# [SOLVED] Missing Bootmgr - Press ctrl-alt-del



## Vando23 (Sep 13, 2012)

Can anyone help. New system been running for a week or so. Got the above message..Booted up on Windows 7 64Bit DVD, did the repair. Still happened. Then I go to Bios, re flash to the original bios..still happened. as soon as I changed the Boot Sequence to boot the CD/DVD first the system started ok..it appears to be an intermittent issue..apart from installing an new SSD..anyone have any ideas at all??? I am running an Asus Maximus V Formula+Gainward GeForce GTX 680 4GB, SSD + Velociraptor+ Windows 7 Ultimate 64Bit


----------



## Masterchiefxx17 (Feb 27, 2010)

*Re: Missing Bootmgr - Press ctrl-alt-del*

Normally using Windows Repair via the CD will fix the issue.

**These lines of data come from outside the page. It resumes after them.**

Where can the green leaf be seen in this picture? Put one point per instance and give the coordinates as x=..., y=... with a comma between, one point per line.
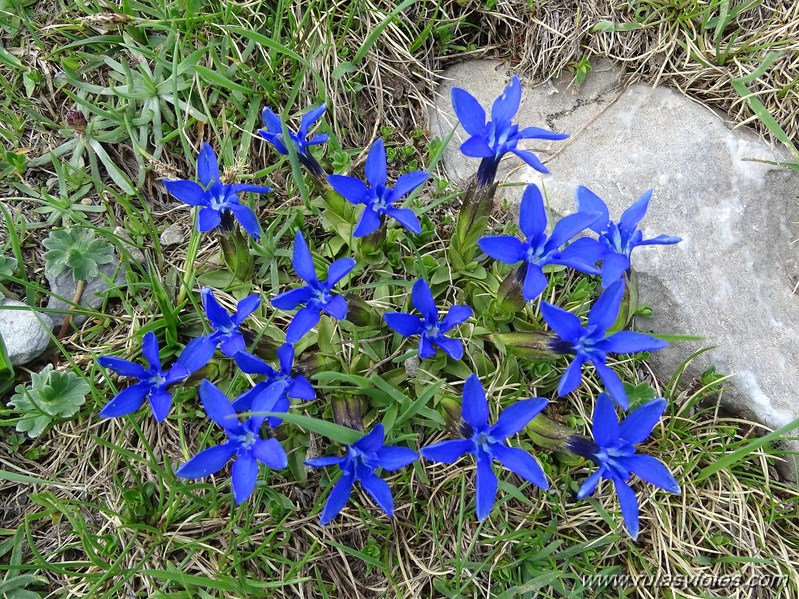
x=331, y=430
x=52, y=395
x=78, y=250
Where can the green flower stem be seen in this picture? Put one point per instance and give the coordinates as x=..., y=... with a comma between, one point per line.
x=75, y=301
x=188, y=266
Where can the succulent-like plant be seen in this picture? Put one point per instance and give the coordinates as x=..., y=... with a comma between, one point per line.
x=78, y=250
x=51, y=395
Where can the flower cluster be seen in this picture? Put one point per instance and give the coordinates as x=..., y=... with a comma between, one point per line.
x=249, y=420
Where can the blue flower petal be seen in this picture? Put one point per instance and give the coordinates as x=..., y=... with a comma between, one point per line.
x=368, y=223
x=486, y=487
x=507, y=104
x=288, y=300
x=521, y=464
x=207, y=165
x=628, y=342
x=475, y=405
x=188, y=192
x=149, y=349
x=476, y=147
x=352, y=189
x=336, y=307
x=126, y=401
x=589, y=486
x=375, y=167
x=305, y=319
x=271, y=453
x=404, y=324
x=244, y=474
x=605, y=423
x=629, y=507
x=208, y=461
x=447, y=452
x=338, y=270
x=302, y=260
x=455, y=316
x=651, y=470
x=406, y=217
x=532, y=213
x=393, y=458
x=406, y=184
x=469, y=112
x=504, y=248
x=422, y=300
x=378, y=490
x=217, y=406
x=338, y=498
x=208, y=219
x=639, y=423
x=516, y=416
x=535, y=281
x=123, y=367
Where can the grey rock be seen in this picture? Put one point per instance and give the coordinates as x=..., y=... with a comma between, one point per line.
x=172, y=235
x=25, y=332
x=64, y=286
x=733, y=277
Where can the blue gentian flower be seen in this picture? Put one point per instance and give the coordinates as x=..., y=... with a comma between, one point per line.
x=296, y=385
x=362, y=459
x=429, y=327
x=316, y=295
x=488, y=443
x=378, y=198
x=613, y=450
x=493, y=139
x=153, y=381
x=619, y=240
x=219, y=202
x=226, y=326
x=244, y=442
x=274, y=135
x=592, y=344
x=538, y=250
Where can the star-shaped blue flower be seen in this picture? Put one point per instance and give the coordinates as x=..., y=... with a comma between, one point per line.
x=613, y=450
x=488, y=443
x=153, y=381
x=364, y=457
x=226, y=326
x=244, y=442
x=378, y=198
x=274, y=135
x=539, y=250
x=619, y=240
x=592, y=344
x=219, y=202
x=316, y=295
x=493, y=139
x=429, y=327
x=297, y=386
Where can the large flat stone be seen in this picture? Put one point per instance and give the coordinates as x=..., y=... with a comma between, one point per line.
x=732, y=278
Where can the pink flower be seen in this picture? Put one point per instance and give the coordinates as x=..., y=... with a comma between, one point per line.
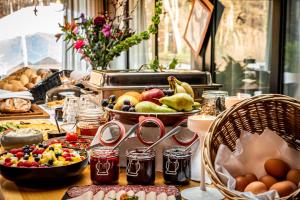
x=75, y=31
x=99, y=20
x=79, y=44
x=106, y=30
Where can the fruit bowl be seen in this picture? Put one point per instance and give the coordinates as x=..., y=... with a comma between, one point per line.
x=43, y=175
x=169, y=119
x=36, y=174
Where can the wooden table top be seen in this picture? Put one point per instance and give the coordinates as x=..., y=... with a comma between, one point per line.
x=11, y=191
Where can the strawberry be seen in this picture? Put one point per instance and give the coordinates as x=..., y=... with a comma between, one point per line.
x=20, y=164
x=40, y=151
x=71, y=137
x=8, y=164
x=19, y=155
x=15, y=151
x=27, y=164
x=7, y=160
x=34, y=164
x=68, y=158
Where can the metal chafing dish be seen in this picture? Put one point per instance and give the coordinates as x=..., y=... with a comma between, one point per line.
x=114, y=82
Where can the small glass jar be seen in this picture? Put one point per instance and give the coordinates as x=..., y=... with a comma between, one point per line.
x=177, y=165
x=213, y=102
x=104, y=165
x=140, y=166
x=88, y=122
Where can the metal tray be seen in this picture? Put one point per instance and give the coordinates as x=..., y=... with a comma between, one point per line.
x=169, y=119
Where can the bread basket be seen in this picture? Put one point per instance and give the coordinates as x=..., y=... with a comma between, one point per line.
x=277, y=112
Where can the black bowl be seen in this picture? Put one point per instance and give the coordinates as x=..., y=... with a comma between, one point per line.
x=23, y=175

If you don't have any important files on the computer have you tried to reinstall Windows?


----------



## joeten (Dec 4, 2008)

*Re: Missing Bootmgr - Press ctrl-alt-del*

Have you tried this Use the Bootrec.exe tool in the Windows Recovery Environment to troubleshoot and repair startup issues in Windows


----------



## Vando23 (Sep 13, 2012)

*Re: Missing Bootmgr - Press ctrl-alt-del*

Fixed..thanks heaps


----------



## joeten (Dec 4, 2008)

Glad to hear it your most welcome, if you could please use the thread tools near the top of the page and mark this as solved thank you


----------